Riccardo Frizza conducted a very clean and precise reading from the orchestra that was maybe a bit short on dramatic weight and mystery–or maybe that’s just the production. The instrumental solos, particularly the cello and violin, were excellent.
I know that my impressions of this production are heavily colored by a different Armida that I saw last summer, or rather an Armide. (The plot, an episode from Torquato Tasso’s Gerusalemme Liberata, has been set not only by Rossini but also Lully, Handel, Haydn, Gluck, Salieri, Dvorak, and others.) This was Gluck’s opera of 1787, it was at the Komische Oper Berlin in a production by Calixto Bieito (NSFW clip and interviews here repeat not really that safe for work). I honestly find Gluck’s opera much more interesting than Rossini’s, and Bieito’s production, which positioned a determined, modern Armida in a business suit against an army of naked male prisoners, um, made an impression. It had all the danger and violence that this one lacked, perhaps all too much danger and violence, but Armida’s powers were clearly drawn.

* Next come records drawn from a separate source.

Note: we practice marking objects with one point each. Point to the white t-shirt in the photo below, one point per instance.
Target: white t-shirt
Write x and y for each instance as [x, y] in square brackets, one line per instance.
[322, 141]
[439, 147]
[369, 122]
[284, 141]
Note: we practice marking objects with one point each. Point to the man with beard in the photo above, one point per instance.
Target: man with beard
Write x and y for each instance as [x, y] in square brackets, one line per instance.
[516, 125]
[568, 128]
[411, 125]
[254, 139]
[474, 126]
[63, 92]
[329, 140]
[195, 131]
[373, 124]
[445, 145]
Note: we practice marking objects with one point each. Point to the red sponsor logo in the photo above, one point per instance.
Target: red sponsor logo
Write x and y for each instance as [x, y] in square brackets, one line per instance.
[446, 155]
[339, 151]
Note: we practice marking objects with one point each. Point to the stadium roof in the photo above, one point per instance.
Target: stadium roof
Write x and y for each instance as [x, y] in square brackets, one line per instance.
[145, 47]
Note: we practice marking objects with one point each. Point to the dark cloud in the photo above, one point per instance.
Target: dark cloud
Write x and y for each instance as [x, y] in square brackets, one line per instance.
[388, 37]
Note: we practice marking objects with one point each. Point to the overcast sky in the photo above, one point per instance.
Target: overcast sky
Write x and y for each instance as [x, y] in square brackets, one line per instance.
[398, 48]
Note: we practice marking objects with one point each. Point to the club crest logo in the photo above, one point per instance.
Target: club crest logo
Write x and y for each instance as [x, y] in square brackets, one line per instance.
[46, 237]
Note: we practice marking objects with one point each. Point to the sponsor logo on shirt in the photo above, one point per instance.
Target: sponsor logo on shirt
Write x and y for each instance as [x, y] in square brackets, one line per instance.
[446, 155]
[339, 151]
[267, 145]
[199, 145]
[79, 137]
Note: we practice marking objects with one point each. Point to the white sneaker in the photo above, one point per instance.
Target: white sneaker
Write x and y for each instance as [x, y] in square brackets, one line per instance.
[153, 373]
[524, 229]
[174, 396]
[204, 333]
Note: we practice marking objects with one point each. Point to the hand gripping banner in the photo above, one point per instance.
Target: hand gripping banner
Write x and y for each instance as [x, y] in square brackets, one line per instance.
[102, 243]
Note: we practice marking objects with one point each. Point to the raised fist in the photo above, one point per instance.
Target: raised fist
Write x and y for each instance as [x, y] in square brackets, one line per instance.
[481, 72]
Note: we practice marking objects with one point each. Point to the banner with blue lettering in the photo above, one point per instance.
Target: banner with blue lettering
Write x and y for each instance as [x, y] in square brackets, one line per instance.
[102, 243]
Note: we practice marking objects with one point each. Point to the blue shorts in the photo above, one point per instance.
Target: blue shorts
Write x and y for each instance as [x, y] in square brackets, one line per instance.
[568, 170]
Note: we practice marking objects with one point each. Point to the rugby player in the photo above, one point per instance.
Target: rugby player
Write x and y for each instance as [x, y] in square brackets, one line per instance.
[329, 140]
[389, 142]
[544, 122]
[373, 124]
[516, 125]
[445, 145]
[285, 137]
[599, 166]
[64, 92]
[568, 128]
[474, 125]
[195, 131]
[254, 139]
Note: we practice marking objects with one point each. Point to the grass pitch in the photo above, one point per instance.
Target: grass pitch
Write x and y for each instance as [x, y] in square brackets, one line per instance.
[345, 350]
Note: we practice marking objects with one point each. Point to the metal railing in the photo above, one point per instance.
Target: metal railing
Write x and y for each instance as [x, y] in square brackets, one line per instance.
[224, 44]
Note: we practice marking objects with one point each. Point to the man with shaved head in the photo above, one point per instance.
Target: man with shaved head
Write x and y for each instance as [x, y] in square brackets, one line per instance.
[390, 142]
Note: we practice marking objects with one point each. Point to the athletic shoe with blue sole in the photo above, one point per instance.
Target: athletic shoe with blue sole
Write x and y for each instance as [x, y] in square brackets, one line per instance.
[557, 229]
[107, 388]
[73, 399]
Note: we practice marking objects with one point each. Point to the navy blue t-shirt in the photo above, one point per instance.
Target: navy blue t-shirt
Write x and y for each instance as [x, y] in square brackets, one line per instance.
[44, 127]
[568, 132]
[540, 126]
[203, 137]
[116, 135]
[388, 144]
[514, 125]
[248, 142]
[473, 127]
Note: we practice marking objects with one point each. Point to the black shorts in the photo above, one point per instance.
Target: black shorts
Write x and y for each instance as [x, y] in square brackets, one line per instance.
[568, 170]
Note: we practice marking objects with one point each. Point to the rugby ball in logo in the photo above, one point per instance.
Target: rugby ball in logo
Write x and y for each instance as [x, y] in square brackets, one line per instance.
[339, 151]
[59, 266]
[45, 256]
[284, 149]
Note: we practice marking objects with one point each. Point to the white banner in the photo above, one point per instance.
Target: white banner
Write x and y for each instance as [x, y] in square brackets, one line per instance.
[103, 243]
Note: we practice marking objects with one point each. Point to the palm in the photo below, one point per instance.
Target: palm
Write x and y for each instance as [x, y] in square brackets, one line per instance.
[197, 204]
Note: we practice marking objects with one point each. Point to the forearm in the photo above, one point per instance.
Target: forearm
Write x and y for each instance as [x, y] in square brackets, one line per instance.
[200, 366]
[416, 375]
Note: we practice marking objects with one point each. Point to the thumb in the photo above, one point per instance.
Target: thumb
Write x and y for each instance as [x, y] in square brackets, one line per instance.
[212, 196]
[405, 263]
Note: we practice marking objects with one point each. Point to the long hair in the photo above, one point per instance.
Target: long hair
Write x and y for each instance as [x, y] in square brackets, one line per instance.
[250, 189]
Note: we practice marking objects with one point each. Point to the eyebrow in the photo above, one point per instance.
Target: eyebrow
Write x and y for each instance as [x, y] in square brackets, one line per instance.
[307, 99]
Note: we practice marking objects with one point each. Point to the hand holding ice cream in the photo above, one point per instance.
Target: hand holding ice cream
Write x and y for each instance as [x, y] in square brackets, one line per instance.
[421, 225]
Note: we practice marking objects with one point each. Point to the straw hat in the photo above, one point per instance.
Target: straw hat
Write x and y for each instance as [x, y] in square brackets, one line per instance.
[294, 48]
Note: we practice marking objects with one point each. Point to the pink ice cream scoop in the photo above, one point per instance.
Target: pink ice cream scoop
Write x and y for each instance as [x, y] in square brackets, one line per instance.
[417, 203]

(I thought, since I know the Gluck I would be fine not reading about Rossini before I went. FYI don’t do this, the plots are not the same AT ALL.)
We’re getting a revival of this Rossini next season, good lord. Can I petition to either bring Bieito’s Gluck Armide over from Berlin (come on, it would get the Met in the news for sure! I CANNOT picture Renée Fleming going anywhere near a Bieito production but vocally the Gluck would probably suit her voice much better than the Rossini) or maybe get William Christie to bring Les Arts Florissants to do the Lully Armide instead? I acknowledge the complete infeasibility and impossibility of this but I just want to say that you can do much better with Armida than this current specimen.
Next: Tosca, sei tu!
Photos: Ken Howard/Metropolitan Opera
Video: NOT ROSSINI. Lully’s Armide (1686), Les Arts Florissants
2 Comments
Just found this blog – I love it! So well written and well informed. And nice to see another huge Strauss fan!
Agree that this was not a good production, and that for the most part Fleming shouldn't be doing these coloratura roles anymore.
There is however a live recording from Pesaro 1993 of Fleming singing this (quite early in her career) and she's incadescent there – probably my favourite non-Callas Bel Canto recording ever made.
Just saying.
When I saw this I couldn't make my mind up whether the designer and director were consciously riffing on Monty Python and the Holy Grail or blissfully ignorant. In the first act I really expected the chorus to burst into "We're knights of the round table" and the "You are in great peril" "No I'm not" scene was straight out of Python.